10 years too long?

The Youth Summit will herald the new era of service
provision for young people with emerging priorities from the Government’s
ten-year strategy for children and young people and the
Comprehensive Spending Review.

DK from MediaSnackers will be at the Youth Summit giving a keynote on digital
media at the Youth Summit - but he has also thrown in some wider throughs about
the event in this post on his
blog
 about the justification of a 10 year strategy for youth. DK writes:

I also believe that a 10 year strategy for young people is not credible.
The world is moving at such an extreme pace it's simply isn't viable (unless it
is one that is fluid in it's design and focus).

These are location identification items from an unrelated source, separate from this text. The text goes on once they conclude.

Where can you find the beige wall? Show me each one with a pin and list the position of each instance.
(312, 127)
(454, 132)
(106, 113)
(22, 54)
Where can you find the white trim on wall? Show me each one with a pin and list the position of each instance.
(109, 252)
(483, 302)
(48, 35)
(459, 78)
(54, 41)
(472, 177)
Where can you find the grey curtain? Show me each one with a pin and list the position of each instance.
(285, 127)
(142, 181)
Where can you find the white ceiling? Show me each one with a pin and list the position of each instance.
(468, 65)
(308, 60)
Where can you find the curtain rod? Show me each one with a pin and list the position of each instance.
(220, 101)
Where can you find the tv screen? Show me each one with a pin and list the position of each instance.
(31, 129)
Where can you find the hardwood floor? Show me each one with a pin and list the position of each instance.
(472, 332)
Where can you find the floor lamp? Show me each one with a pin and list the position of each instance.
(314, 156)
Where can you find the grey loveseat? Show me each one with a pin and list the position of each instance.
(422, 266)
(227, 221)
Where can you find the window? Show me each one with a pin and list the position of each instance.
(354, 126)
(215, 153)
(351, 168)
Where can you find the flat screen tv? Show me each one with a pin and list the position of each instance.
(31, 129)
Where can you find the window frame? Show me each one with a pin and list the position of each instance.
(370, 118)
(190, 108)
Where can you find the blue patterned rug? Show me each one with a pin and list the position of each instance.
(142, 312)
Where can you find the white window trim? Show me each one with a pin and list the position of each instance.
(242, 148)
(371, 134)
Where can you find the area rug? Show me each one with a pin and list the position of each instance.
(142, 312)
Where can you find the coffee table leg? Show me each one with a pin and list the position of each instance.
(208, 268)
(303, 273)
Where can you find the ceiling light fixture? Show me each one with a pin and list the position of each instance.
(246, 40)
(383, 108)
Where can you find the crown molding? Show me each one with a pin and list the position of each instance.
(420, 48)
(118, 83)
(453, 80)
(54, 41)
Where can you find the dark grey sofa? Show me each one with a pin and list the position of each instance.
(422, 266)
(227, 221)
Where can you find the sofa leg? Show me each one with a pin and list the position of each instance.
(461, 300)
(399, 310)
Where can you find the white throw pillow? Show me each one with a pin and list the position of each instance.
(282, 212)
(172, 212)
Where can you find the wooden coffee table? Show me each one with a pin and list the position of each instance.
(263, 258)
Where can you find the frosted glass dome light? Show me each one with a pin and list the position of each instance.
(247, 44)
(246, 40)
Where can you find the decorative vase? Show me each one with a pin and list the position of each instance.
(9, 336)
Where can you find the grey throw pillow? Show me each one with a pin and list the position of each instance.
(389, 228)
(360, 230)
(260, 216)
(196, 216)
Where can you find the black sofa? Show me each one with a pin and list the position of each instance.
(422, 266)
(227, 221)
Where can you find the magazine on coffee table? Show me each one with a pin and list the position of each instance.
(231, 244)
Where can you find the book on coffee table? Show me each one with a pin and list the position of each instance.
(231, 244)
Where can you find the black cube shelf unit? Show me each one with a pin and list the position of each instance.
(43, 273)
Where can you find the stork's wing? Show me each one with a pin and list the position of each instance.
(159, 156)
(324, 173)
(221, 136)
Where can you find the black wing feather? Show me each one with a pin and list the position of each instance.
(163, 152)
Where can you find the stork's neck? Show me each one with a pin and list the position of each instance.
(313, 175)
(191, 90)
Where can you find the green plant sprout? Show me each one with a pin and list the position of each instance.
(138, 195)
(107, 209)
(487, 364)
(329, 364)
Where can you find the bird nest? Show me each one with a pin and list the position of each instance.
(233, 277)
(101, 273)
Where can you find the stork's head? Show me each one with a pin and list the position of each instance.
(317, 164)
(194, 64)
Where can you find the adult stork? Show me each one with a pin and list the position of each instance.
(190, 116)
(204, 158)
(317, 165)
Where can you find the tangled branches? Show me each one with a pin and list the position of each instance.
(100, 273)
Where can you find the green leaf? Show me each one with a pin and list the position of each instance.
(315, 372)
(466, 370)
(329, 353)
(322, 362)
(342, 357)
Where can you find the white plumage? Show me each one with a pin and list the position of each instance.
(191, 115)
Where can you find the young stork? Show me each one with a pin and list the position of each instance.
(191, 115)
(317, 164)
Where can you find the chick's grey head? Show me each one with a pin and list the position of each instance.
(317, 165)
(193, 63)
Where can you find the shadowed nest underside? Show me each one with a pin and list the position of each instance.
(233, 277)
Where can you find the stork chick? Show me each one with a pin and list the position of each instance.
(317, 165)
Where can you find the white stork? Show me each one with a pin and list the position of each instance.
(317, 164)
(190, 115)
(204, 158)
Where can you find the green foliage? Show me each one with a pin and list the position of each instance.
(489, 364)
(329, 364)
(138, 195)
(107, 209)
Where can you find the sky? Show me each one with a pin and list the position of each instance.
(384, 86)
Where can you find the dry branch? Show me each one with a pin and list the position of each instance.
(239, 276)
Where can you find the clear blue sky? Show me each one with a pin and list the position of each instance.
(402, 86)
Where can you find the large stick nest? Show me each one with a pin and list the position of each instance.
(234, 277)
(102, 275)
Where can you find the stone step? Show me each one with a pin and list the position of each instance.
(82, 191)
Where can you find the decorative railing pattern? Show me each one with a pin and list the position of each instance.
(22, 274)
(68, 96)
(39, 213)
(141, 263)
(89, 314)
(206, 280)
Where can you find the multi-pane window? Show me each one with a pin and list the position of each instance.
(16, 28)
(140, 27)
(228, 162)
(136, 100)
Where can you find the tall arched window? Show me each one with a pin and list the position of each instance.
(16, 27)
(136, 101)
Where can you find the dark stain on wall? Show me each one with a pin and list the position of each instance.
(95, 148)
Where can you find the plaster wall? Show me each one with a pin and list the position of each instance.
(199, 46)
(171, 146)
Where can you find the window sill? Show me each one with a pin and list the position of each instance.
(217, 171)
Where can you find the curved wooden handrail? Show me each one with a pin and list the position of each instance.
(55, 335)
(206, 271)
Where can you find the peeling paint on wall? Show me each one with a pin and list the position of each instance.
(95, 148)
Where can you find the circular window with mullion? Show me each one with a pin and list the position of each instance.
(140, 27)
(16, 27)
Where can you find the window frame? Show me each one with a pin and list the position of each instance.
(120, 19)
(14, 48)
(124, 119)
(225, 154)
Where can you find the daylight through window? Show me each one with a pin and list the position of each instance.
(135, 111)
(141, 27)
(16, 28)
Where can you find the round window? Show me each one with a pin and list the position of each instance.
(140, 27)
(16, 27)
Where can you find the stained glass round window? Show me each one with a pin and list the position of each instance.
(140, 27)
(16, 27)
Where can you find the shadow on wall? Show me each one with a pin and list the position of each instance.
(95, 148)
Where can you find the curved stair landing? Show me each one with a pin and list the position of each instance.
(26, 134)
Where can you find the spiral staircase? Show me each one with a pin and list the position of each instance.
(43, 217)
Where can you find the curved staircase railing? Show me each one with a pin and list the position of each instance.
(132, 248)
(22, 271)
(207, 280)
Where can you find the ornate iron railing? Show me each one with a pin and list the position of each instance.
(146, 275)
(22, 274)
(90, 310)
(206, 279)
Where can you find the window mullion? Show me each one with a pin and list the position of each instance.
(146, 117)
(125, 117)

Which raises an interesting set of questions. I find the idea of
having a 10 year strategy quite appealing in some aspects, not least because of
the pace of change. Long term visions with a strategic edge have a lot to add to
making change happen. They can act as a focus around which changes can be
analysed, understood and responded to. They can make sure activity doesn't move
off track. For this they need some considerable structure and stability. But, as
DK rightly notes, rigidly applied as a set of 'plans for action' without taking
into account dynamic changes over their lifetime - 10 year strategies could do
more harm than good.

So - it seems to be that we need to be able to think carefully about
what should and shouldn't be fluid in a strategy - and, particularly in the case
of a youth strategy, we need to explore how space to listen to young people and
to continually refresh our understandings of contemporary events and dynamics is
built into the core of a strategy.

As a starter for 10*:
(*Alas I'm not sure the examples I give will be
reflected in any way in the Youth Strategy... although I would be extermely
happy if they were...)

  • The top-level goals need to be fixed: Ending child
    poverty. Promoting children's rights. Addressing inequality of opportunity and
    access to services. These are the sort of goals that can only cease to be goals
    when achieved - and even then they continue to need monitoring...
  • The headline strategic actions need a 10 year lifespan:
    The value in a 10-year strategy is it provides space for action that
    neccessarily takes a long time. Building a sustainble transport system is going
    to need significant investment and time to develop. If we look at a policy like
    this over a 2-year horizon many of the changes we need will get ruled
    out.
  • The steps to achieve the strategic 10-year vision need to become
    less prescriptive over time
    : both because the outcomes of the previous
    step, and the context into which that step will be taken, are uncertain. If we
    see a description of exactly how youth provision will look in 10 years, rather
    than a description of how close it will be to respecting rights (alas unlikely)
    or how close it will have come to meeting outcomes (more likely) - then we're in
    trouble.
  • The strategy needs to explicity recognise the importance of
    listening to children, young people, and those who work with them:
    and
    it needs to think carefully about the questions. If the strategy sets out a
    vision - then there is little point in engaging young people in two years time
    to simply ask about their visions for the future. The dialogue needs to get into
    the detail. It might be that a yearly review of the way provisions are
    implemented and communicated needs to take place to help policy makers and
    practioners regularly revise the detailed design of activities in light of the
    rapid changes that DK is concerned about.
  • Listening needs to lead to evolution not revolution: As
    it's put into action, a strategy should be open to the possibility that as
    society and key contexts change, some of its plans cease to lead to the outcomes
    desired (or the fail to achieve from the start) - but, if the dialogue about the
    details is working correctly, then it should, in most cases, be possible to
    evolve provision, rather than have revolutions in service provision that have
    the potential to create more problems than they solve.